The New Republic yesterday declared the British men's suit to be the island's greatest invention:
We have to thank the members of the Romantic movement for the sober colors of suits. It was their love of the Gothic that put us in grey and black but the suit stuck. It said something and it meant something to men around the world; it said and meant so much that they would discard their local dress, the costumes of millennia, their culture and their link to their ancestors, to dress up like English insurance brokers. There is not a corner of the world where the suit is not the default clobber of power, authority, knowledge, judgement, trust and, most importantly, continuity. The curtained changing rooms of Savile Row welcome the naked knees of the most despotic and murderous, immoral and venal dictators and kleptocrats, who are turned out looking benignly conservative, their sins carefully and expertly hidden, like the little hangman’s loops under their lapels.

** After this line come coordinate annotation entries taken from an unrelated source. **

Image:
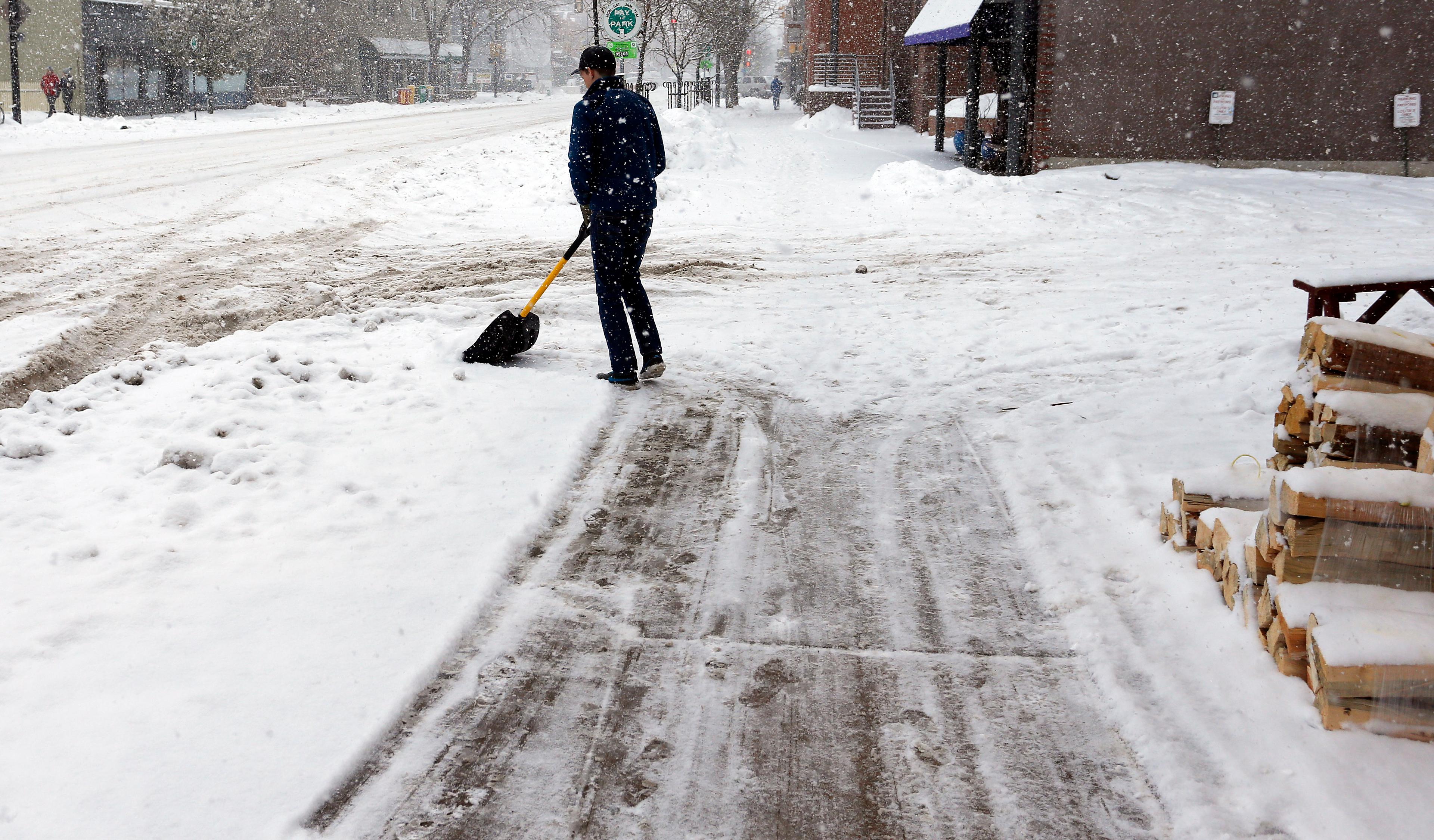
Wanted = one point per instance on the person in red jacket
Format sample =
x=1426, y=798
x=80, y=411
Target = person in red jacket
x=51, y=85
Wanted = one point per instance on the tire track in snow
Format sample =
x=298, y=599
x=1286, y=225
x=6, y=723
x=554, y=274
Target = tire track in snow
x=753, y=620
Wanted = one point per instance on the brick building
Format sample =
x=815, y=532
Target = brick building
x=1096, y=81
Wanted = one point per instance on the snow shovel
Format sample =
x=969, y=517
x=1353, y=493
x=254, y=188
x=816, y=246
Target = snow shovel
x=511, y=335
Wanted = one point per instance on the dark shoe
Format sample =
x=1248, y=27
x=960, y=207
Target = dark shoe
x=626, y=383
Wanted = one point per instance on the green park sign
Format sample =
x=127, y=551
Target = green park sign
x=621, y=22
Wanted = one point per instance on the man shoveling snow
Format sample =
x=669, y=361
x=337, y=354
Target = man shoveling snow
x=614, y=158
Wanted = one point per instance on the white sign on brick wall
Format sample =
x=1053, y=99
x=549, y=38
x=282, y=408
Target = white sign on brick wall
x=1406, y=111
x=1222, y=107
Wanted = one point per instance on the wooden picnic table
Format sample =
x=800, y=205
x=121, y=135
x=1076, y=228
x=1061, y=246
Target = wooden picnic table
x=1324, y=300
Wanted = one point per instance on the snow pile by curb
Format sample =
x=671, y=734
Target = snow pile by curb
x=698, y=140
x=915, y=181
x=834, y=118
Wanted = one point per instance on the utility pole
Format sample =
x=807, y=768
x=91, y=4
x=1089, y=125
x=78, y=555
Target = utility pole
x=15, y=16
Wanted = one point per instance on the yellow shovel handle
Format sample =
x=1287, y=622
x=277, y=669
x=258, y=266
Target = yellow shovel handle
x=583, y=234
x=544, y=287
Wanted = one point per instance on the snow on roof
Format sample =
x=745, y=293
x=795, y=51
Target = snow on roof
x=398, y=48
x=1400, y=486
x=1376, y=335
x=1244, y=479
x=941, y=21
x=1399, y=412
x=957, y=108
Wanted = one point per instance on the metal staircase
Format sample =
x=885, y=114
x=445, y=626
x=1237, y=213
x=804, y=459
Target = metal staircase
x=869, y=80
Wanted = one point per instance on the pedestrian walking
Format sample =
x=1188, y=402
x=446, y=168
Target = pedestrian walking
x=68, y=91
x=614, y=158
x=51, y=87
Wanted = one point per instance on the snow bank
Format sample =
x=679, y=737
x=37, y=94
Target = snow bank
x=65, y=131
x=1400, y=486
x=28, y=333
x=698, y=140
x=834, y=118
x=226, y=567
x=1399, y=412
x=1238, y=524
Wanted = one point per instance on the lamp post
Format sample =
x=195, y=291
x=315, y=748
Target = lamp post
x=15, y=13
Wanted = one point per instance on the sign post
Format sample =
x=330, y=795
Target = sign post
x=15, y=13
x=1222, y=114
x=1406, y=118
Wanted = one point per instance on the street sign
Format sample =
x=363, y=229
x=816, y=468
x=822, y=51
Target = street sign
x=1222, y=107
x=621, y=22
x=1406, y=111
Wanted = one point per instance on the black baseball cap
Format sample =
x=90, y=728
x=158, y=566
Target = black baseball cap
x=600, y=59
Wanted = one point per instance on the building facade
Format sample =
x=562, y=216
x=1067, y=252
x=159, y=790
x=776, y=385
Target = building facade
x=52, y=39
x=1113, y=81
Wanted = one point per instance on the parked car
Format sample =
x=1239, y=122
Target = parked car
x=759, y=87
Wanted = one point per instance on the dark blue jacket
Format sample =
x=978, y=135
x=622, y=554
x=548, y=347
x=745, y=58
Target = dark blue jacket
x=616, y=150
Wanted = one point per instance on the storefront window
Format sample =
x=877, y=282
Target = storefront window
x=236, y=84
x=154, y=84
x=121, y=82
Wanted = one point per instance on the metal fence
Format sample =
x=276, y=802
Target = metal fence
x=689, y=92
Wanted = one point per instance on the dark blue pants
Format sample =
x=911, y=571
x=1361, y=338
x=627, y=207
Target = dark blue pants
x=618, y=243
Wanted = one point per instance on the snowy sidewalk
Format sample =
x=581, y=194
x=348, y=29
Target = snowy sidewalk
x=1093, y=330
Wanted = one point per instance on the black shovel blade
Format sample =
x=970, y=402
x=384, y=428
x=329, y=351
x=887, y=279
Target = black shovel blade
x=504, y=339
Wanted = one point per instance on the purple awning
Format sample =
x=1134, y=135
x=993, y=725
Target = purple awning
x=941, y=21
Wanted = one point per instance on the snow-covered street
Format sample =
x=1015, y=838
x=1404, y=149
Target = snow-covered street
x=877, y=558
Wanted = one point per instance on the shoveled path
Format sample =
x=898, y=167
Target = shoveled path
x=756, y=621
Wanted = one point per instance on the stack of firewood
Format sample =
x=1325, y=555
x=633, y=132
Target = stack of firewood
x=1360, y=398
x=1337, y=570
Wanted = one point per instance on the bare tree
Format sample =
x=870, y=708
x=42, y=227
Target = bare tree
x=732, y=24
x=653, y=13
x=488, y=19
x=218, y=38
x=679, y=34
x=310, y=45
x=437, y=16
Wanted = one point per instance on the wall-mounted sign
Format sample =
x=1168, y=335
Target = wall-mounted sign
x=1406, y=111
x=1222, y=107
x=621, y=22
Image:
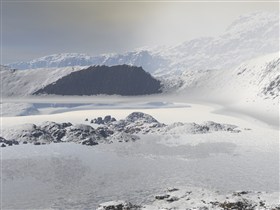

Every man imagines that he will turn his suit like a double agent, that it can be twisted to his will with irony or comedy, that the man can undermine its origins. Every chap thinks he’s a match for his suit and, every year, clever and witty designers offer a twist, a take, a rejig; but for over 200 years, the suit has remained impervious, maintained its bland menace, kept its implacable secrets uncreased. You think you wear the suit: the suit wears you. It is woven magic, necromancy, the black art that hides in plain sight. No one knows or can say what the spell of the suit is, or how it works, but still it exudes its inoffensive writ.
Sure, but hey, I look good in a suit.